Laz wrote:I love the old chestnut - "These are work-for-hire." But the expenses are charged to the artist and royalties have been paid for many years. I may have it wrong, but I thought these were clearly separate - either it's work-for-hire and you get paid a set fee, or it's a copyrighted creation and you get royalties.
I think it's a bit more complicated than that.
There's no question that the artist can reclaim the song
, but the masters aren't the song - they're a recording
of the song. As I understand the RIAA's arguments, they hinge on the argument that the recording is more than the artist and the song - it's a collaborative effort that includes the work of those hired directly by the studio: studio musicians, producers, recording engineers, mastering staff, etc.
The money side of things isn't the slam dunk you might think. Some artists may argue that it can't be a work for hire, because their royalties were reduced to cover all expenses. The labels will simply trot out five or ten times as many artists with identically structured contracts who didn't
sell enough copies to cover their advance, and offer that as proof that the recording itself is for-hire.
The distinction between an employee (who creates works for hire) and a contracted partner (who shares in and/or retains ownership of their work) is very, very gray. I think the labels have a very strong argument: a contract partner is a business entity, so their capital is at risk in a project; an employee is always paid for their labor, and never has their capital at risk. Artist contracts never require repayment of an advance unless the contract is breached.
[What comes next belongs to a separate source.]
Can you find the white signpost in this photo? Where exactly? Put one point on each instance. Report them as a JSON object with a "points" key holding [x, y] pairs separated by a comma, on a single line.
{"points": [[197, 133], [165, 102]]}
It's often unfortunate, but law isn't based on principle; it's based on procedure, and very narrow questions. Labels regularly sign an artist and have second thoughts - there are thousand of albums that were recorded and never released. There are tens of thousands of more cases where artists created a work that didn't sell enough to hit the accounting break-even. In all of those cases the artist kept the advance. The question will not be whether Springsteen or the Rolling Stones ended up paying for all their production costs; the question will be whether the label had a guarantee of recovering costs - even in the case of superstars, there's no guarantee that the next album will be a hit.
Like most legal issues, a court will ultimately use a basic question like this to decide the "winner". And like most legal issues, the real winner will be the lawyers. I predict tens of thousands of billable hours on this one.